Multi-volume overlapping ablation zone of a large metastatic liver lesion in segment VIII

Multi-volume overlapping ablation zone of a large metastatic liver lesion in segment VIII
3:23

 

Semmelweis University hospital performed their first CAS-One IR navigated ablation case on this patient with a large 41x37mm lung metastasis in the liver. Full ablation zone coverage of all margins was simulated and achieved by planning and placing three trajectories, to form four overlapping ablation zones. The needles were accurately placed and the post-ablation analysis confirmed A0 ablation of this large tumour. CAS-One IR streamlined and standardised the CT-guided ablation workflow for this otherwise complex case.

 
Plan with segmented tumour in red, safety margin in yellow, and the four overlapping ablation zones in green.
 
 
3D image reconstruction showing the trajectory view with the segmented tumour in red, 10mm safety margin in yellow and the overlapping ablation zones in green.
 
 
Post-ablation image with segmented ablation zone in green.
 
Re-ablation plan to boost coverage of the caudo-lateral section of the original ablation zone.
 
 

Name: Dr. Pál Ákos Deák MD. PhD.


Institution: Semmelweis University, Dept. of Interventional Oncoradiology, Budapest (Hungary)

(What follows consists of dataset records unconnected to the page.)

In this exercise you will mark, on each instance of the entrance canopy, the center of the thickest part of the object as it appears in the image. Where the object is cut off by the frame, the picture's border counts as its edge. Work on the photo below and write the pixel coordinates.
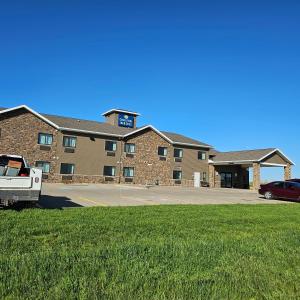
(226, 163)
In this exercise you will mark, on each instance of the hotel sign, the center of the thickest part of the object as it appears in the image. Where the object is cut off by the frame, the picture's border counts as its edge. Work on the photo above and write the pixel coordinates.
(126, 121)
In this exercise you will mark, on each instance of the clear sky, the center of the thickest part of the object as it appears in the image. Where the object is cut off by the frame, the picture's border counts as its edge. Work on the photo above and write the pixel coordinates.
(224, 72)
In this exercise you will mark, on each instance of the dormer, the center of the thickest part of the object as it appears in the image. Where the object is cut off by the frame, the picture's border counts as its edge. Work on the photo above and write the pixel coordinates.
(121, 118)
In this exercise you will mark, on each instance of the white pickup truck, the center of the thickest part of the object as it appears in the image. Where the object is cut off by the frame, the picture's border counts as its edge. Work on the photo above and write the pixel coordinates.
(18, 181)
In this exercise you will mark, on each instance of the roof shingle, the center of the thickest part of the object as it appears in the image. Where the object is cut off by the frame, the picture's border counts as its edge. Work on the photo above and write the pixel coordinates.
(245, 155)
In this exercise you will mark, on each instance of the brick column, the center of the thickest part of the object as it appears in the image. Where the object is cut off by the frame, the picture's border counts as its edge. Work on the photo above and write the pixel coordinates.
(287, 172)
(211, 175)
(256, 176)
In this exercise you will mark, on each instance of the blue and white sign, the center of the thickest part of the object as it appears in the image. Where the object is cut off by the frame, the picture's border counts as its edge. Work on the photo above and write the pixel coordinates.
(126, 121)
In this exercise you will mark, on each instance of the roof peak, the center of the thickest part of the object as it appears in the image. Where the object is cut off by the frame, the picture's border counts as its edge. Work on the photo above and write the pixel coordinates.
(121, 111)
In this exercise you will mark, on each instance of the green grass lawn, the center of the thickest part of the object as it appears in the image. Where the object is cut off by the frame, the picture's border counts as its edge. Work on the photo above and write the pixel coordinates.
(154, 252)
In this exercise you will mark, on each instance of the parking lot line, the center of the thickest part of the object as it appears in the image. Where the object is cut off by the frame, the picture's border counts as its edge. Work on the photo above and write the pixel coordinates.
(92, 201)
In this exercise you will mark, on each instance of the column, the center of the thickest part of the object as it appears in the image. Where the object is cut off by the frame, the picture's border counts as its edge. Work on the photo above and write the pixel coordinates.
(256, 176)
(287, 172)
(211, 175)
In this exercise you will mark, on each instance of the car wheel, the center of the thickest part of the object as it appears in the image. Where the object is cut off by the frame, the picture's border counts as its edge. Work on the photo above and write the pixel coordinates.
(268, 195)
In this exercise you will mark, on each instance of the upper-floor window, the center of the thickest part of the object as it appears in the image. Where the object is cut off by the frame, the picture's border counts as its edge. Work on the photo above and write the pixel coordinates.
(44, 165)
(67, 168)
(201, 155)
(128, 172)
(129, 148)
(69, 141)
(110, 146)
(162, 151)
(178, 153)
(45, 139)
(177, 175)
(109, 171)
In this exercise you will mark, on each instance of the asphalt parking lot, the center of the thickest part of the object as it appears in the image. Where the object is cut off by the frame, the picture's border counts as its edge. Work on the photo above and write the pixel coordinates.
(85, 195)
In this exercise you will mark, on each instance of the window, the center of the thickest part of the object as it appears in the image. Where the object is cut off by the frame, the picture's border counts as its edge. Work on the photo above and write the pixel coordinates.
(177, 175)
(44, 165)
(178, 153)
(45, 139)
(129, 148)
(201, 155)
(128, 172)
(69, 141)
(279, 184)
(109, 171)
(110, 146)
(162, 151)
(67, 168)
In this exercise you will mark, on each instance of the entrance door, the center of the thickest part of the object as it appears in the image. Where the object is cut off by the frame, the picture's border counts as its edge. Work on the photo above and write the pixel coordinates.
(197, 179)
(226, 180)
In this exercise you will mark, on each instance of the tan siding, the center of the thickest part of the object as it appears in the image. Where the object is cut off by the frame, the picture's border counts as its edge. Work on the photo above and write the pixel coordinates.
(90, 156)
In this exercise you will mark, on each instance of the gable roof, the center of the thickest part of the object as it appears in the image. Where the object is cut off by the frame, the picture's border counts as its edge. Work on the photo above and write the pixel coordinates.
(246, 156)
(121, 111)
(100, 128)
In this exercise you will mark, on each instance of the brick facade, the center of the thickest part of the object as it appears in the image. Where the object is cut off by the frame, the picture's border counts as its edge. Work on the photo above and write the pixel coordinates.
(19, 136)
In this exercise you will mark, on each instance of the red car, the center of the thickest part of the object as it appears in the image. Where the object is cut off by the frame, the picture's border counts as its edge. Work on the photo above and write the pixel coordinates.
(281, 189)
(294, 180)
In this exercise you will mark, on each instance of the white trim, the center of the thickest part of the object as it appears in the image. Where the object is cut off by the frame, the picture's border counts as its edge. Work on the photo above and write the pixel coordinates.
(89, 132)
(273, 165)
(280, 152)
(233, 161)
(121, 111)
(32, 111)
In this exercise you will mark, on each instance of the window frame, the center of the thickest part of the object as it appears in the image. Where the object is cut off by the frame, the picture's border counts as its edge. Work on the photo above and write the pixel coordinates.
(132, 168)
(69, 137)
(177, 171)
(200, 157)
(130, 144)
(110, 141)
(67, 173)
(162, 147)
(181, 151)
(45, 134)
(43, 162)
(113, 174)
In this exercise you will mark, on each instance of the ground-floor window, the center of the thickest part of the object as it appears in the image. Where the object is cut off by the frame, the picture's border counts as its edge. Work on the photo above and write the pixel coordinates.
(109, 171)
(128, 172)
(67, 168)
(44, 165)
(162, 151)
(177, 175)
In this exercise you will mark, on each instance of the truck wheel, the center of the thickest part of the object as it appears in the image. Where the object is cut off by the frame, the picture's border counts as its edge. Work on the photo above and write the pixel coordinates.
(268, 195)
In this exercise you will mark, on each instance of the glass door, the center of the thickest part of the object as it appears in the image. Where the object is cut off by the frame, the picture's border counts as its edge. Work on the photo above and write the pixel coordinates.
(226, 180)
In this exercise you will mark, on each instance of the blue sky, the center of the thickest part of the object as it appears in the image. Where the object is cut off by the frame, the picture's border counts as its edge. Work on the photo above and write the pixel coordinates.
(224, 72)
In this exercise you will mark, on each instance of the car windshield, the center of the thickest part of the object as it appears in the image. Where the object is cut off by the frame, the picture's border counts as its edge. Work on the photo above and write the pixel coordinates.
(292, 184)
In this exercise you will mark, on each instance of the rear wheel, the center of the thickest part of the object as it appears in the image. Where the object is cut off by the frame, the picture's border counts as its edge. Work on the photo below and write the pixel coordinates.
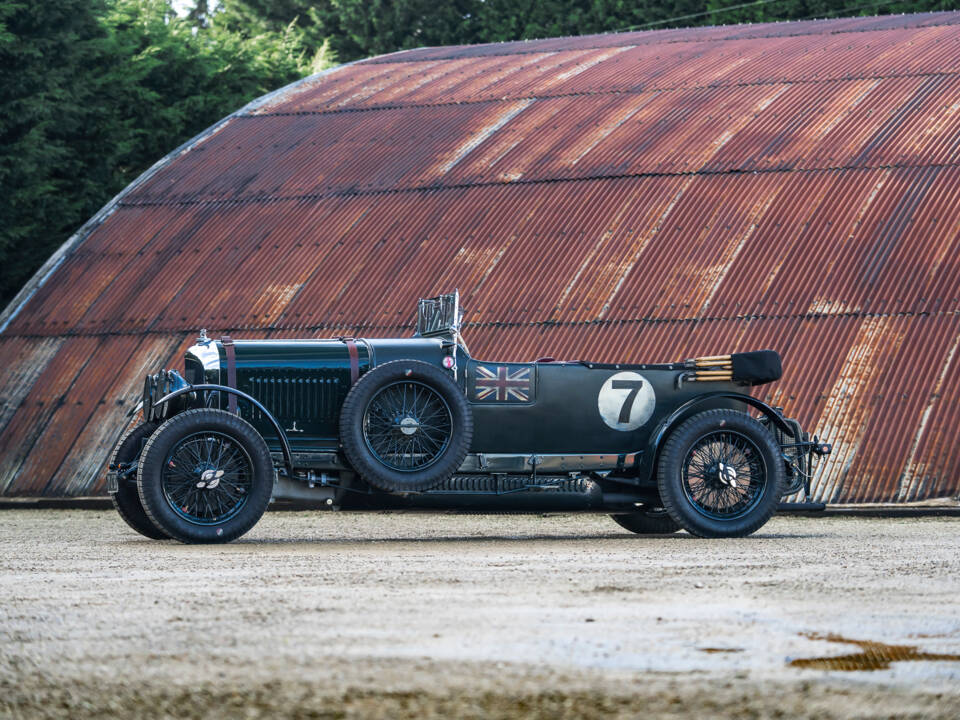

Patient age and sex: 75 years, male


Initial condition:

  • Patient was initially diagnosed with metastatic lung adenocarcinoma.
  • Previous cerebellar metastasis was treated with stereotactic body radiation therapy (Cyberknife).
  • Patient underwent multiple cycles of radio/chemo/immunotherapy.
  • A 27x30mm Liver lesion was detected in July 2022 on an MRI scan and was subsequently biopsied. Histological analysis confirmed almost 100% HER2 positivity correlating with lung adenocarcinoma metastasis.
  • The patient was referred for CAS-One IR navigated ablation for the treatment of this solitary metastatic liver lesion.

Treatment

  • Tumour size on the day of treatment had grown to 41x37mm.
  • Due to the size of the tumour, an overlapping ablation zone treatment was planned with three trajectories forming four ablation zones (a pull back ablation was planned with one of the trajectories). 
  • Each needle was navigated to and post-placement analysis confirmed accurate needle advancement.
  • The post ablation scan showed complete ablation of the tumour with a slight under-ablation of the safety margin.
  • A new trajectory was re-planned and the patient was re-ablated to achieve full coverage of the safety margin following the first ablation. 
  • A subcapsular haematoma (about 5mm in width) was also formed, which was self limiting - confirmed by a later CT scan and followed later with Ultrasound.

Conclusion:

  • This was the first CAS-One navigated ablation case performed by the centre.
  • This complex ablation case was successfully treated with stereotactic navigated ablation using CAS-One IR.
  • The planning and simulation of overlapping ablation zones through placing multiple trajectories was simplified and standardised using the CAS-One IR workflow.
  • This technique would otherwise have been challenging using the conventional freehand technique, with a high risk of accuracy and efficiency being compromised. 
  • The operating physician was satisfied with the workflow and treatment outcome, and looks forward to continuing with CAS-One IR navigated cases.